My PhD research focuses on cultural diversity and UK craft, drawing on Black ecological thought and approaches from design and material anthropology. This is my second blog.
As someone who identifies as Jamaican, Sierra Leonean and British (amongst others) it is not an unusual experience for me to be the ‘diverse’ person in the room growing up and working in Britain. Identity has featured heavily in my work since I was a teenager, and I have always struggled with institutional approaches to diversity that begin and end with inclusion (as representation and recognition). It remakes the ‘us’ and ‘them’ narrative – those who automatically belong next to an inserted ‘other’ who is marginal, distant and additive to the space. In these contexts, inclusion remakes the division and repeats the same patterns of exclusion grounded in colonial structures of difference . While craft histories highlight cultures from around the world and contemporary craft delights in developing new craft economies through narratives of social change in low-income communities and innovation for industry, both reproduce colonial asymmetries of power. Through the consumption of the other, maintenance of hierarchical value systems, ideas of the individual/community, property and ownership, craft is intertwined with colonialism and capitalism. Western ideas of craft as activist and counter to these systems are not a given and require a deeper engagement with their own philosophies and values which emerge from the very politics of liberalism. 

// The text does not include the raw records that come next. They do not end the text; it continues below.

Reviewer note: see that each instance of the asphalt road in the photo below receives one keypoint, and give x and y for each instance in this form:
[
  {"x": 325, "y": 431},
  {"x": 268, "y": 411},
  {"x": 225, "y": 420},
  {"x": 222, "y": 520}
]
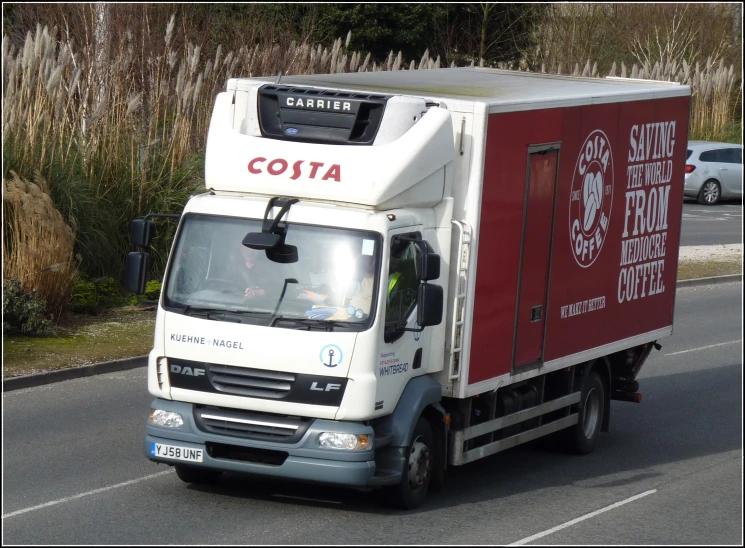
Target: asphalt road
[
  {"x": 71, "y": 448},
  {"x": 710, "y": 225}
]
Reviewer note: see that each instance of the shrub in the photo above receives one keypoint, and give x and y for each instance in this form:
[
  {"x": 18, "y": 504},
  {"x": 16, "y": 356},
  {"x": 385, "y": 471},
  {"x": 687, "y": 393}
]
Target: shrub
[
  {"x": 108, "y": 292},
  {"x": 84, "y": 297},
  {"x": 23, "y": 310},
  {"x": 152, "y": 290}
]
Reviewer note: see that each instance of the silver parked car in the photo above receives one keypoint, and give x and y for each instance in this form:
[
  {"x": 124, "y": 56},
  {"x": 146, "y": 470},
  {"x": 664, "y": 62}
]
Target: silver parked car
[{"x": 713, "y": 171}]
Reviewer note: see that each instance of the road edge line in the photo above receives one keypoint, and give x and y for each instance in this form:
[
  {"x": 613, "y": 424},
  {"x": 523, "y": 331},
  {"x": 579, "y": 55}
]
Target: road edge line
[
  {"x": 48, "y": 377},
  {"x": 581, "y": 518},
  {"x": 711, "y": 280}
]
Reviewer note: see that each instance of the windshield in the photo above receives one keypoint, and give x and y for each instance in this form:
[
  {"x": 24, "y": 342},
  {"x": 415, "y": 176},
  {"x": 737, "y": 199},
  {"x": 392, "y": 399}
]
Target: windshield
[{"x": 333, "y": 280}]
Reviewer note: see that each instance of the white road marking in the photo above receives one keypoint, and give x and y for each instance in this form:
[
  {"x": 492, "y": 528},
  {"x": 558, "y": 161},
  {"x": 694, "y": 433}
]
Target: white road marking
[
  {"x": 581, "y": 518},
  {"x": 81, "y": 495},
  {"x": 702, "y": 347}
]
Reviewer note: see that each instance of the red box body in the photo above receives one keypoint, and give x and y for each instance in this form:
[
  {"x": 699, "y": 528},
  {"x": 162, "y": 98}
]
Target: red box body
[{"x": 629, "y": 175}]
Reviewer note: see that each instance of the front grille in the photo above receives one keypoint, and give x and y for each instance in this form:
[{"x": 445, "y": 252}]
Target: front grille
[
  {"x": 250, "y": 425},
  {"x": 244, "y": 381}
]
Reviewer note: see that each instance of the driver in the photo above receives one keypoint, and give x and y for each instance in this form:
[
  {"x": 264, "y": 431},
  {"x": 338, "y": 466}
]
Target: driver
[
  {"x": 254, "y": 282},
  {"x": 361, "y": 294}
]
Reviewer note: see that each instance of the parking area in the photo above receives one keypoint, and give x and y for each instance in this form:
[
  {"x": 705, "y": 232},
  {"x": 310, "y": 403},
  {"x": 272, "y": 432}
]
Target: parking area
[{"x": 711, "y": 225}]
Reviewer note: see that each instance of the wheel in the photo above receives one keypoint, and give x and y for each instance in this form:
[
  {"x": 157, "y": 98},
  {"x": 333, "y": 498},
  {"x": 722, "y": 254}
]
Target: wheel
[
  {"x": 412, "y": 490},
  {"x": 582, "y": 436},
  {"x": 710, "y": 192},
  {"x": 191, "y": 474}
]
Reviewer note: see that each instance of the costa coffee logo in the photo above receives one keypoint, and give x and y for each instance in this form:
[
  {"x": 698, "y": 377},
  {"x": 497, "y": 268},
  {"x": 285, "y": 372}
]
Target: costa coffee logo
[
  {"x": 591, "y": 198},
  {"x": 280, "y": 166}
]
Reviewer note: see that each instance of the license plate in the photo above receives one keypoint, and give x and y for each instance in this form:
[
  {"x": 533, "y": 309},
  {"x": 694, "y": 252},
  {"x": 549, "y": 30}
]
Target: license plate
[{"x": 176, "y": 453}]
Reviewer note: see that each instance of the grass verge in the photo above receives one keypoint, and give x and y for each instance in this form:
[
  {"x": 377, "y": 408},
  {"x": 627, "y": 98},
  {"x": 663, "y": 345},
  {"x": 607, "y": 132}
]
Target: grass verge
[
  {"x": 119, "y": 333},
  {"x": 705, "y": 269}
]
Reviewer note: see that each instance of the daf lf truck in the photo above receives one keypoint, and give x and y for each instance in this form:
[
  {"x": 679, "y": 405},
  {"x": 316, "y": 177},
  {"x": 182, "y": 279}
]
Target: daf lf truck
[{"x": 393, "y": 273}]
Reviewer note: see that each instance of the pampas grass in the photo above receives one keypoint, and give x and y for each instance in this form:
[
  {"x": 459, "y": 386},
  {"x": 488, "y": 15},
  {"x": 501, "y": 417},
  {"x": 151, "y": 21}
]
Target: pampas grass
[{"x": 37, "y": 242}]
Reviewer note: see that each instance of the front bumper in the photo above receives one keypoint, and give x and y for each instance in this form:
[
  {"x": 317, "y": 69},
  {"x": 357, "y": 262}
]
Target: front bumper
[
  {"x": 305, "y": 460},
  {"x": 692, "y": 185}
]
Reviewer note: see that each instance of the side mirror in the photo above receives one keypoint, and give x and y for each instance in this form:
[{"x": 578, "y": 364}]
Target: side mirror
[
  {"x": 141, "y": 232},
  {"x": 429, "y": 267},
  {"x": 261, "y": 240},
  {"x": 282, "y": 254},
  {"x": 135, "y": 272},
  {"x": 429, "y": 304},
  {"x": 276, "y": 250}
]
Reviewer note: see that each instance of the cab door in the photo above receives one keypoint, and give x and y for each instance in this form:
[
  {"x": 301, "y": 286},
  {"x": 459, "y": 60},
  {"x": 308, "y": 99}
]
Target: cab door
[{"x": 400, "y": 355}]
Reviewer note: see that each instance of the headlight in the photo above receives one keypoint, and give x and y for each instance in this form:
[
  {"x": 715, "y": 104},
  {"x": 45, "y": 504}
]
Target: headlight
[
  {"x": 158, "y": 417},
  {"x": 335, "y": 440}
]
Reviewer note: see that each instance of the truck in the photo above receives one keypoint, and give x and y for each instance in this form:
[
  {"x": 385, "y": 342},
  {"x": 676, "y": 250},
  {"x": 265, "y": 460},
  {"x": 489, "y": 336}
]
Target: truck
[{"x": 393, "y": 273}]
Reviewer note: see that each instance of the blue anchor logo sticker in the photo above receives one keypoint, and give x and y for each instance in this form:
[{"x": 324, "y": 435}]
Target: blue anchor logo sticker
[{"x": 331, "y": 355}]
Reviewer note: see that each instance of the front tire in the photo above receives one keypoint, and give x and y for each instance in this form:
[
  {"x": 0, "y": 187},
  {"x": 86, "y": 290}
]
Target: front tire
[
  {"x": 710, "y": 193},
  {"x": 192, "y": 474},
  {"x": 420, "y": 468},
  {"x": 582, "y": 437}
]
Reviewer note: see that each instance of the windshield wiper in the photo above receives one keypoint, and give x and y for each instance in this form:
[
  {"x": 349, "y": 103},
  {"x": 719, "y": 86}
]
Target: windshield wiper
[
  {"x": 219, "y": 314},
  {"x": 324, "y": 325}
]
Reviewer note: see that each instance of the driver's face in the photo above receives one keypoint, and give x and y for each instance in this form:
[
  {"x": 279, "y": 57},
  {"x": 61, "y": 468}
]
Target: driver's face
[{"x": 250, "y": 256}]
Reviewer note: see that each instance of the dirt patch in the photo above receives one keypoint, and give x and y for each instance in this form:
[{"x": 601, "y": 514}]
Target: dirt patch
[
  {"x": 709, "y": 260},
  {"x": 82, "y": 340},
  {"x": 705, "y": 269}
]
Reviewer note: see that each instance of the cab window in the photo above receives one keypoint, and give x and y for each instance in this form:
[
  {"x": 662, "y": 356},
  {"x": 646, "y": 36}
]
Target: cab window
[{"x": 403, "y": 279}]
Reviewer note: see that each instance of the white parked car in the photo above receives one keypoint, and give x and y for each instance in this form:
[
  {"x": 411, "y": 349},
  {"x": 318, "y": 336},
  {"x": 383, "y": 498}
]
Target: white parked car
[{"x": 713, "y": 171}]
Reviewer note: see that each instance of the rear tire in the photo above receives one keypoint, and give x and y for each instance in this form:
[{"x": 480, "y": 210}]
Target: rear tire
[
  {"x": 581, "y": 437},
  {"x": 417, "y": 476},
  {"x": 710, "y": 192},
  {"x": 191, "y": 474}
]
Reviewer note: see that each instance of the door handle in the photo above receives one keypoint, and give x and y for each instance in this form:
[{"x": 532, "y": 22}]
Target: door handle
[{"x": 536, "y": 313}]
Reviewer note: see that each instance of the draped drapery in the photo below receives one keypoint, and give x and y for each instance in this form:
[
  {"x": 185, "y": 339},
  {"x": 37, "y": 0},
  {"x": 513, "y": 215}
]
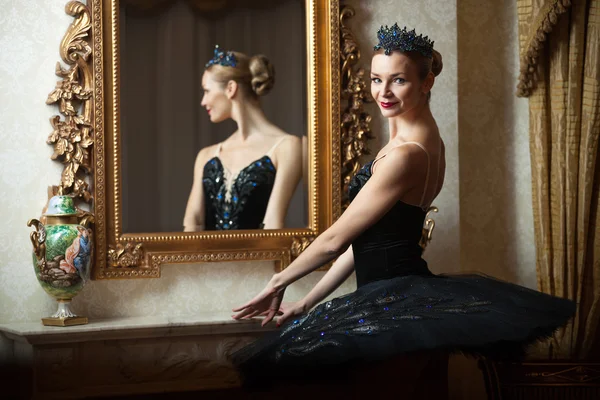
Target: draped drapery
[
  {"x": 560, "y": 73},
  {"x": 163, "y": 46}
]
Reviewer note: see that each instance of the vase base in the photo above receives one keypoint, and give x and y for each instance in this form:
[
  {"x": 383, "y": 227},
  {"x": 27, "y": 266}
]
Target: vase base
[{"x": 67, "y": 321}]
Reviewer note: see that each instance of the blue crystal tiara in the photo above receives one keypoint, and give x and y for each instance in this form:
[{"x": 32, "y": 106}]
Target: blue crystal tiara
[
  {"x": 226, "y": 59},
  {"x": 403, "y": 40}
]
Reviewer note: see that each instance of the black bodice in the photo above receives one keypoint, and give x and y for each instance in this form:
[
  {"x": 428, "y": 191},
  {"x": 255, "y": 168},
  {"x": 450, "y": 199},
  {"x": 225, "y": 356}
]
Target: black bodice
[
  {"x": 245, "y": 205},
  {"x": 390, "y": 247},
  {"x": 400, "y": 307}
]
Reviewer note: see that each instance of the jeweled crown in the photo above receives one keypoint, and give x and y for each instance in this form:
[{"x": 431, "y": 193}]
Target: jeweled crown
[
  {"x": 226, "y": 59},
  {"x": 394, "y": 38}
]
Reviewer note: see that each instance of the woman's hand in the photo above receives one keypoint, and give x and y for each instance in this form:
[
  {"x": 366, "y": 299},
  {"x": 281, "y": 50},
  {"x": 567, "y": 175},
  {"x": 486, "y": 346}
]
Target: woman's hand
[
  {"x": 267, "y": 303},
  {"x": 290, "y": 310}
]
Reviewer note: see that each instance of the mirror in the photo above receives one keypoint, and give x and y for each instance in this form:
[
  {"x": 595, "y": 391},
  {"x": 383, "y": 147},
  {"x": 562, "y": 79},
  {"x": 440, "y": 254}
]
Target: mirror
[
  {"x": 164, "y": 124},
  {"x": 132, "y": 98}
]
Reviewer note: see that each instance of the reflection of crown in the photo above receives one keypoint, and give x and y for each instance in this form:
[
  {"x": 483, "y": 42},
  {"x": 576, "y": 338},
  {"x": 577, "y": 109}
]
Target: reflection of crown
[
  {"x": 225, "y": 59},
  {"x": 394, "y": 38}
]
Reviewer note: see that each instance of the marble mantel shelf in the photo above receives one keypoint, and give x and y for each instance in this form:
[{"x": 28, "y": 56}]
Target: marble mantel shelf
[
  {"x": 132, "y": 327},
  {"x": 123, "y": 356}
]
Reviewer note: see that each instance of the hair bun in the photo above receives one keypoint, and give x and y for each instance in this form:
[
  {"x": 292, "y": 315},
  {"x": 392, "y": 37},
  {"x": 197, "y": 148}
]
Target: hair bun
[
  {"x": 263, "y": 74},
  {"x": 436, "y": 63}
]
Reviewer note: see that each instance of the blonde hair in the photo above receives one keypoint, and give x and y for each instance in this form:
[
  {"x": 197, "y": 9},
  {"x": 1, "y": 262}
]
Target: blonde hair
[{"x": 255, "y": 75}]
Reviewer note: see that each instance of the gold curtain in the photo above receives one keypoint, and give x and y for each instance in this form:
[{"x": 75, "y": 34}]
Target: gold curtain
[{"x": 560, "y": 73}]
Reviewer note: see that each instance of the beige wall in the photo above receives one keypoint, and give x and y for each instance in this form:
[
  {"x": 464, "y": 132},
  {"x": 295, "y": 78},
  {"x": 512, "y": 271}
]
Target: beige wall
[{"x": 485, "y": 221}]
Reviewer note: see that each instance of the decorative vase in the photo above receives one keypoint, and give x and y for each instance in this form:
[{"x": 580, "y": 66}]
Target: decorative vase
[{"x": 62, "y": 256}]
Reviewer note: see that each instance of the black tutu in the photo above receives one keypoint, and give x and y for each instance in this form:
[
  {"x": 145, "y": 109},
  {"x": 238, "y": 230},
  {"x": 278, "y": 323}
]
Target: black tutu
[
  {"x": 401, "y": 307},
  {"x": 472, "y": 314}
]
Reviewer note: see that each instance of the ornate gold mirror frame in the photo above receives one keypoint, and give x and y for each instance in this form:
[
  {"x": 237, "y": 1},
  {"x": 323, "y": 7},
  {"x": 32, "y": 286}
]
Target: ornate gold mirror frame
[{"x": 87, "y": 142}]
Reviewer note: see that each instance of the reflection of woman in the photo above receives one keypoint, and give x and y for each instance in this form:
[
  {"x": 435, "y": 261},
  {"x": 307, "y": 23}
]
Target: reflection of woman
[
  {"x": 247, "y": 181},
  {"x": 399, "y": 306}
]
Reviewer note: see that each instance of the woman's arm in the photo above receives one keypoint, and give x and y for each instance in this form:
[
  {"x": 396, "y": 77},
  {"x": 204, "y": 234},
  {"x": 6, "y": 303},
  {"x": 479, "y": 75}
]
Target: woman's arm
[
  {"x": 398, "y": 173},
  {"x": 341, "y": 269},
  {"x": 289, "y": 171},
  {"x": 193, "y": 219}
]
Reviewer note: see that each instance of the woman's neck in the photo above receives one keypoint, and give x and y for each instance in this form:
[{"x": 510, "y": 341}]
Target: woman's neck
[
  {"x": 402, "y": 125},
  {"x": 249, "y": 117}
]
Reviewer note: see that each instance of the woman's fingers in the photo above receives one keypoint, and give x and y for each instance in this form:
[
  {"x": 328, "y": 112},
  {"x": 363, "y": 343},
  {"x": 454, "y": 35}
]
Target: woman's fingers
[
  {"x": 269, "y": 317},
  {"x": 252, "y": 314},
  {"x": 240, "y": 308},
  {"x": 243, "y": 313}
]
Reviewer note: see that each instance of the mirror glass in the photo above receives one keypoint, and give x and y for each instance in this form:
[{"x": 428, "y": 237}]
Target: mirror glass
[{"x": 165, "y": 124}]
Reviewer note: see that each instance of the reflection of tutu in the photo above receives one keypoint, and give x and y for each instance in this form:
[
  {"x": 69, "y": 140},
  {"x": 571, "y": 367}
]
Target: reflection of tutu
[{"x": 468, "y": 313}]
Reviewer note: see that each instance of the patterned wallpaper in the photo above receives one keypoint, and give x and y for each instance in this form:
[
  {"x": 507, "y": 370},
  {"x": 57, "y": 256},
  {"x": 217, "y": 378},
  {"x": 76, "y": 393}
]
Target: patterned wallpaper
[{"x": 487, "y": 227}]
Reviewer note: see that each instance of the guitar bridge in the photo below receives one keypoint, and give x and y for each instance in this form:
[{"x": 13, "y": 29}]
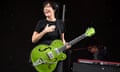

Early on in the research, I made the decision to approach cultural diversity through the lens of social and racial justice. Starting here allowed has allowed a shift from questions on inclusion to deeper reflect on what it means to belong in a system founded on oppression and extraction. It has created space to trouble ideas around cultural differences that allow race and racialised structures to be ignored  and has led me to questions on knowledge and ways of knowing. As important as diverse stories are, who they are told by, how they are told and the lens they are filtered through matters. With this in mind, I take the alignment of Blackness and matter within colonial structures to explore ideas of knowledge creation and ways of knowing in and through craft. I attempt to bridge conversations on craft, materials and race, by bringing questions on materials (origins, use, exploitation, knowledge, agency) into conversation with questions about Blackness through acts of making. These acts of making are a mode of knowledge creation and positioned alongside an intentional misreading of the question “Who Makes?” (the title of a Craft Council report on diversity), to take the alignment of Blackness and matter as a generative space reformulated by Black African diasporas and as an opportunity to think and make otherwise . To think and make craft otherwise is to think and make through the perspectives and ideas that exist outside of Western Enlightenment thought, to think from the spaces that run counter to or exist at the borders of the colonial thought, to think from the marginal spaces. In this type of research project, driven by social research questions, both acts of making and Blackness are marginal spaces.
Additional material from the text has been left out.